China apoyó a buena parte del mundo en desarrollo durante la última crisis financiera, pero no tiene la misma capacidad ahora, con tanto apalancamiento crediticio en su propio sistema. La estabilidad del yuan frente al dólar es crítica para Pekín. No puede arriesgarse a otra crisis de fuga de capitales como en el 2015 y 2016.
Los países sin petróleo y con otros activos de recursos naturales grandes también han visto un desplome de sus monedas, incluidos aquellos con grandes déficit de cuenta corriente (como Turquía) o aquellos con una fuerte dependencia a la financiación en dólares (muchos países asiáticos). Angola (petróleo), Ecuador (petróleo) y Zambia (cobre) están cerca de un incumplimiento.

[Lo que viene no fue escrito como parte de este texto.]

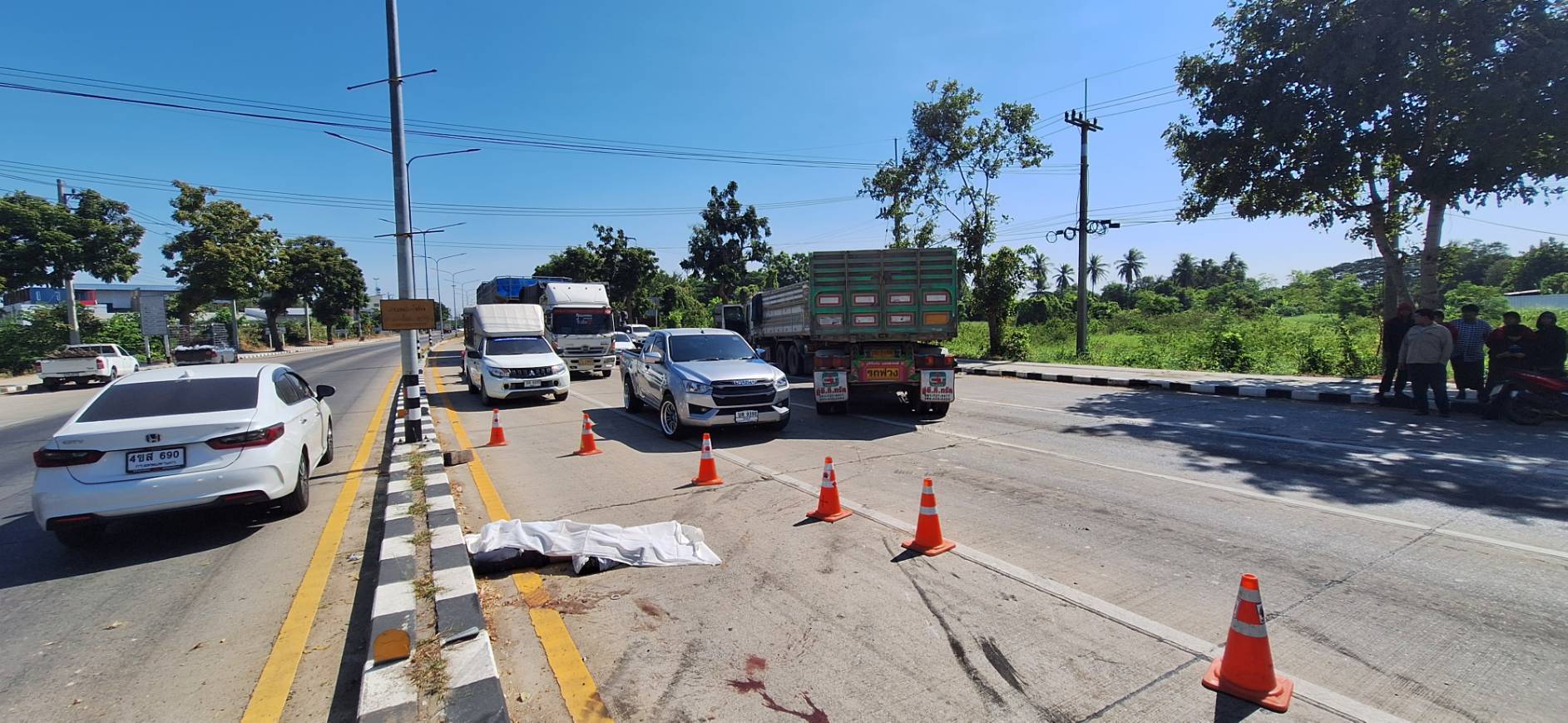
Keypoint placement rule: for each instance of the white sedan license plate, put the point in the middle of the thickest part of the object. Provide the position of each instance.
(154, 460)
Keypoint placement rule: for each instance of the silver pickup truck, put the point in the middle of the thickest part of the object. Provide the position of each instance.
(703, 379)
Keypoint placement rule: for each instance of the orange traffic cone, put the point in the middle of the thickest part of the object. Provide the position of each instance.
(1245, 668)
(497, 435)
(829, 508)
(706, 473)
(928, 529)
(586, 446)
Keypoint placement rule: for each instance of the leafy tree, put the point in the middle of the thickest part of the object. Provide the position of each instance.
(625, 269)
(1131, 267)
(572, 262)
(1233, 267)
(1536, 264)
(1065, 278)
(999, 281)
(1288, 122)
(1096, 270)
(784, 269)
(1038, 273)
(1556, 283)
(730, 237)
(223, 251)
(954, 157)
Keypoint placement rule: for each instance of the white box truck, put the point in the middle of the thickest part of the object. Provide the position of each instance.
(507, 354)
(581, 325)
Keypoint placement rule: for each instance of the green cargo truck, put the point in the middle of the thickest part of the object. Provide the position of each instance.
(864, 322)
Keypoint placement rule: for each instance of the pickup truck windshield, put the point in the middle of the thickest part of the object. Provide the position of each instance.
(517, 345)
(572, 322)
(709, 347)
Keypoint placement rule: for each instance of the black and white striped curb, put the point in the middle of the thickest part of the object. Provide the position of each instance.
(1187, 386)
(474, 681)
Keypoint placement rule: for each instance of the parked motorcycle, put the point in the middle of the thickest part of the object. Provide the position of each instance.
(1529, 399)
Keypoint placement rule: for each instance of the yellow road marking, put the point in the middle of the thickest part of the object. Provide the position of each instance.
(272, 689)
(566, 662)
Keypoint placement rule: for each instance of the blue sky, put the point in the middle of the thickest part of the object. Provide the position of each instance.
(804, 79)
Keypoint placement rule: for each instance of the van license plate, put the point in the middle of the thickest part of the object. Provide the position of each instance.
(154, 460)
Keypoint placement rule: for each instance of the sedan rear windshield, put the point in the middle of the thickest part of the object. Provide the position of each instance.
(517, 345)
(156, 399)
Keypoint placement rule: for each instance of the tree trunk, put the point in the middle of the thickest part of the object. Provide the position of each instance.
(1431, 255)
(272, 331)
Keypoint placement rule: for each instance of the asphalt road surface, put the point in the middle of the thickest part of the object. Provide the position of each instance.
(173, 617)
(1410, 568)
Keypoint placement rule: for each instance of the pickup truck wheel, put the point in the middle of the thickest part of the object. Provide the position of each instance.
(629, 399)
(670, 419)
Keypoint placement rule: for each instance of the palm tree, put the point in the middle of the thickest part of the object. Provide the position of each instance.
(1234, 269)
(1131, 267)
(1038, 273)
(1063, 278)
(1096, 270)
(1186, 270)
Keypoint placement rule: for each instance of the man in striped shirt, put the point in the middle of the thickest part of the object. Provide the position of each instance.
(1470, 352)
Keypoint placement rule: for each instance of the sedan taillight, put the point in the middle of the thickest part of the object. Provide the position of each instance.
(65, 458)
(255, 438)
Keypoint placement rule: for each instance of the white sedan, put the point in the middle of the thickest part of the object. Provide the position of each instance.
(177, 438)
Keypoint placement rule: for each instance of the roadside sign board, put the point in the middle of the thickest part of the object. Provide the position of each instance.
(408, 314)
(152, 311)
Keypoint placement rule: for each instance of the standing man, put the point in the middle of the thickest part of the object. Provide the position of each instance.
(1394, 329)
(1470, 352)
(1551, 345)
(1426, 352)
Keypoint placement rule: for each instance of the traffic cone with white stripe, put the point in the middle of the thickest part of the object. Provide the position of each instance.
(586, 446)
(829, 508)
(1245, 668)
(706, 471)
(497, 435)
(928, 529)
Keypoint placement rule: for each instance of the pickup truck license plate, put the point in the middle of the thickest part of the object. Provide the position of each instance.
(154, 460)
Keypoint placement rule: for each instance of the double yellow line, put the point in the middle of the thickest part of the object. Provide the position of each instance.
(566, 662)
(272, 691)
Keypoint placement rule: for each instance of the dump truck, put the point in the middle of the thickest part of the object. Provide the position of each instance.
(864, 322)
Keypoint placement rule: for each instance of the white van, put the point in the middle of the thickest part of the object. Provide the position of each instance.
(505, 354)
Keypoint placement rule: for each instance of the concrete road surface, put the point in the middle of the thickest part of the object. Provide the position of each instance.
(173, 617)
(1408, 570)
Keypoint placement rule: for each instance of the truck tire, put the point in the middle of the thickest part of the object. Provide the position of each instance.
(670, 419)
(629, 399)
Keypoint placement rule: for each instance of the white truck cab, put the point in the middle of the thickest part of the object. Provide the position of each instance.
(505, 354)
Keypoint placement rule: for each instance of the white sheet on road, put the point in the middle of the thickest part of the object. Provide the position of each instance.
(662, 545)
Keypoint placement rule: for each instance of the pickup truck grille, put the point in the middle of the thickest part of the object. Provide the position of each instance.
(527, 374)
(744, 394)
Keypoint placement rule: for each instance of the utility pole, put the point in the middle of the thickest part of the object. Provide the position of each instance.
(405, 239)
(69, 280)
(1086, 126)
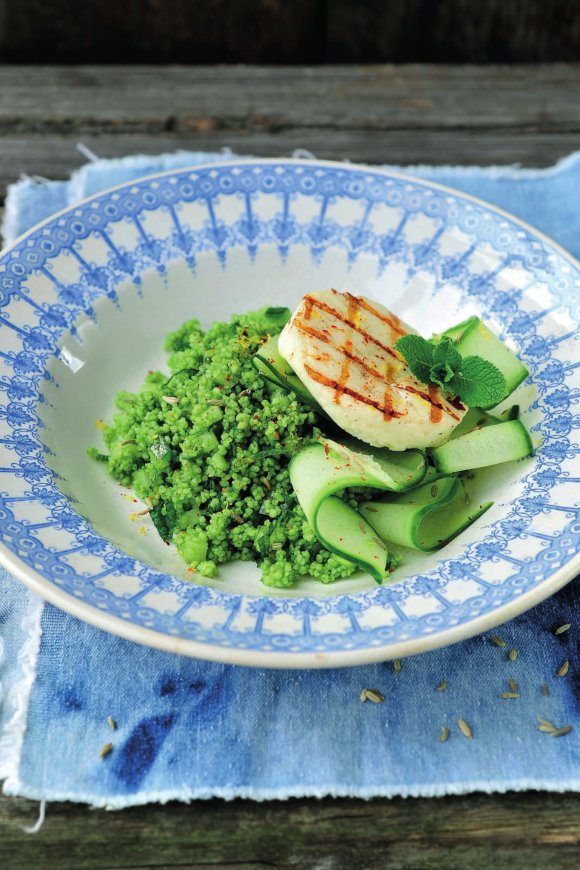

Argentina y Líbano ya incumplieron. Sudáfrica, que depende fuertemente de la financiación extranjera, perdió recientemente su calificación de grado de inversión. Su ya golpeada productora energética estatal, Eskom, se enfrenta a un fuerte golpe a sus ingresos por el aislamiento del coronavirus.
Indonesia –cuya tasa de muertes por el virus se ha disparado a la segunda mayor de Asia después de China– logró recaudar miles de millones de dólares en una venta de bonos récord el lunes a tasas de entre 3.9% y 4.5% (en comparación con 2.5% hace un mes), lo que demuestra que los mercados de deuda siguen abiertos para al menos los países emergentes más fuertes. Poder financiarse a sí mismo siempre es mejor que depender de la ayuda internacional.
Sin embargo, no todos los países son tan afortunados como Indonesia. El G20 tiene que pensar ahora en una respuesta financiera conjunta para el resto del mundo, antes de que sea demasiado tarde.